Crébillon se leva aussitôt.

– Où vas-tu? s’écria Noé. Tu m’abandonnes!…

– Non. Si tu as été suivi, on t’attend. Et je vais voir…

Il s’élança aussitôt au dehors. Au premier étage, il y avait, outre un appartement dont il va être question, un petit logement donnant sur le palier par une porte vitrée et habité par une sorte de gardienne.

Le palier était dans l’obscurité. Le logis était éclairé. En passant, Crébillon y jeta un coup d’œil. Et il aperçut distinctement un homme qui causait à la gardienne; il s’arrêta court et ne put s’empêcher de tressaillir: cet homme, c’était Berryer! le lieutenant de police en personne!…

Crébillon remonta tout pensif.

– Tu avais raison, dit-il à Poisson.

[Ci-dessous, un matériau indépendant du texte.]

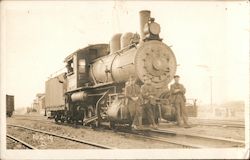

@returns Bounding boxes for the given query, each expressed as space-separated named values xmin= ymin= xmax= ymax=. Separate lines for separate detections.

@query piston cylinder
xmin=71 ymin=92 xmax=87 ymax=102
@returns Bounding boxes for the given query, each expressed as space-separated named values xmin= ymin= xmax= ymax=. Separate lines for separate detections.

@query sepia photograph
xmin=0 ymin=0 xmax=249 ymax=159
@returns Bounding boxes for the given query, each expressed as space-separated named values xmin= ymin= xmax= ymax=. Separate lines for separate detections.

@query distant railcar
xmin=186 ymin=99 xmax=197 ymax=117
xmin=6 ymin=95 xmax=14 ymax=117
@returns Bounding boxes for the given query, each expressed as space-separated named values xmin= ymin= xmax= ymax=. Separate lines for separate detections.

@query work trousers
xmin=143 ymin=102 xmax=156 ymax=125
xmin=173 ymin=101 xmax=188 ymax=125
xmin=127 ymin=100 xmax=142 ymax=126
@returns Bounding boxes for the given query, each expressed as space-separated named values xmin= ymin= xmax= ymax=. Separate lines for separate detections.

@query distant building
xmin=214 ymin=101 xmax=244 ymax=120
xmin=198 ymin=101 xmax=245 ymax=120
xmin=32 ymin=93 xmax=45 ymax=114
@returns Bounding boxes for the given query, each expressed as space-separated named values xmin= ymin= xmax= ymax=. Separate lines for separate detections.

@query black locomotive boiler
xmin=45 ymin=10 xmax=178 ymax=127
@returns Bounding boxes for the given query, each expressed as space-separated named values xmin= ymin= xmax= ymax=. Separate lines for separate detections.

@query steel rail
xmin=114 ymin=126 xmax=244 ymax=148
xmin=7 ymin=134 xmax=37 ymax=149
xmin=127 ymin=132 xmax=202 ymax=148
xmin=9 ymin=117 xmax=94 ymax=130
xmin=7 ymin=124 xmax=114 ymax=149
xmin=148 ymin=128 xmax=245 ymax=147
xmin=189 ymin=119 xmax=245 ymax=128
xmin=197 ymin=123 xmax=245 ymax=128
xmin=193 ymin=119 xmax=244 ymax=123
xmin=115 ymin=129 xmax=202 ymax=148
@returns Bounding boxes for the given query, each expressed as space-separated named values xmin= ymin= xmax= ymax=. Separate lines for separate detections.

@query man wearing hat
xmin=125 ymin=75 xmax=142 ymax=130
xmin=170 ymin=75 xmax=191 ymax=128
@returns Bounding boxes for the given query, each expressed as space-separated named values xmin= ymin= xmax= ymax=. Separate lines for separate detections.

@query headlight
xmin=149 ymin=22 xmax=161 ymax=35
xmin=144 ymin=22 xmax=161 ymax=35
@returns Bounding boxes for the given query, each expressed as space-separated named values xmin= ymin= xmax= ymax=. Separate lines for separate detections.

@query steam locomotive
xmin=45 ymin=10 xmax=179 ymax=127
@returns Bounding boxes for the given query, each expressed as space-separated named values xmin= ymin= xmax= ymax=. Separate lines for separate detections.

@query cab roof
xmin=64 ymin=43 xmax=109 ymax=63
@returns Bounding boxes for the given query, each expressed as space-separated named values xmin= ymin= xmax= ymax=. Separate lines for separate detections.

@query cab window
xmin=66 ymin=59 xmax=74 ymax=75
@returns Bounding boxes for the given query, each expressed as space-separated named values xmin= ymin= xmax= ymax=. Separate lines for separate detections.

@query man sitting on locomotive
xmin=170 ymin=75 xmax=191 ymax=128
xmin=125 ymin=75 xmax=142 ymax=130
xmin=141 ymin=79 xmax=158 ymax=129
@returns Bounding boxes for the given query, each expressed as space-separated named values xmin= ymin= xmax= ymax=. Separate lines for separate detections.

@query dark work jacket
xmin=125 ymin=83 xmax=141 ymax=103
xmin=141 ymin=84 xmax=157 ymax=105
xmin=170 ymin=83 xmax=186 ymax=104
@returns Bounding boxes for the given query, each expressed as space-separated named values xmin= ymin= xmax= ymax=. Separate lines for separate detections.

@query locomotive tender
xmin=45 ymin=10 xmax=178 ymax=127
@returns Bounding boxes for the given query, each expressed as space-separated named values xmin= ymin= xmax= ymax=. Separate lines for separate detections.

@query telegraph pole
xmin=210 ymin=76 xmax=213 ymax=107
xmin=196 ymin=65 xmax=213 ymax=108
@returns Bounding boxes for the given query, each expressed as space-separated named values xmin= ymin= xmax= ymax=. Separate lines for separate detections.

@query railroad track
xmin=115 ymin=129 xmax=198 ymax=148
xmin=188 ymin=118 xmax=245 ymax=128
xmin=9 ymin=116 xmax=52 ymax=124
xmin=198 ymin=119 xmax=244 ymax=124
xmin=8 ymin=116 xmax=245 ymax=148
xmin=7 ymin=124 xmax=114 ymax=149
xmin=197 ymin=123 xmax=245 ymax=128
xmin=9 ymin=117 xmax=94 ymax=129
xmin=145 ymin=128 xmax=244 ymax=148
xmin=7 ymin=134 xmax=37 ymax=149
xmin=161 ymin=120 xmax=245 ymax=129
xmin=115 ymin=127 xmax=245 ymax=148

La chose est grave. M. Berryer est en bas.

– Seigneur! larmoya Noé. Je vais être pendu, roué vif, jeté dans une oubliette!…

– Du courage, morbleu! En tout cas, il faut agir promptement.

– Que faut-il faire?… J’ai la tête perdue…

– Obéir!… Écoute… j’ai une idée… l’habitude des pièces de théâtre, tu sais…

– Oui, oui! Tu es un homme de génie… Parle…

– Sais-tu qui habite dans cette maison?… Madame Lebon.

– La tireuse de cartes?

– Elle-même. Elle occupe presque tout le premier étage. Un magnifique appartement. Alors, voici!… Tu vas décider Jeanne à demander une consultation. Avec son esprit poétique, elle adore le merveilleux. L’idée la séduira, j’en suis sûr. Elle viendra…

– Et alors?…

– Le carrosse en question viendra stationner en bas, ce qui n’aura rien d’étonnant, puisqu’il y a toujours des carrosses et des chaises devant la porte de la grande cartomancienne… Lorsque Jeanne sortira, tu la feras monter dans le carrosse… tu y monteras toi-même… et ta fille est sauvée!… Et toi-même… tu n’es ni pendu ni roué vif!…

– Crébillon! mon cher! mon excellent ami!… Ton idée est sublime! Ah! que j’ai donc été bien inspiré de venir te trouver!… Il faut que je t’embrasse!…

Les deux amis s’embrassèrent en effet… puis, ils achevèrent de vider le flacon de vin d’Espagne.

– Ce n’est pas tout, reprit alors Crébillon, il faut agir promptement, et prévenir M. Berryer. Allons, viens…

– Où m’entraînes-tu?… Crébillon, j’ai peur, je ne veux pas revoir cet homme…

– Morbleu! Veux-tu donc être pendu?

– Miséricorde!…

– Roué vif, alors?… Allons, viens! La chance te favorise, puisque M. Berryer est dans la maison… marche!

– Crébillon! si tu y allais tout seul?

– Imbécile! Comment expliquerai-je que je connais cette affaire, puisque tu as juré de n’en parler à personne!

– Et je vois que M. Poisson tient parole! dit une voix.

En même temps, un homme entra dans le grenier.

Crébillon demeura stupéfait.

Noé s’écroula dans son fauteuil.

– Lui! balbutia-t-il. Lui, monsieur…

– Picard! interrompit vivement le nouveau venu. M. Picard, comme je vous l’ai dit, M. Picard, employé de M. le lieutenant de police!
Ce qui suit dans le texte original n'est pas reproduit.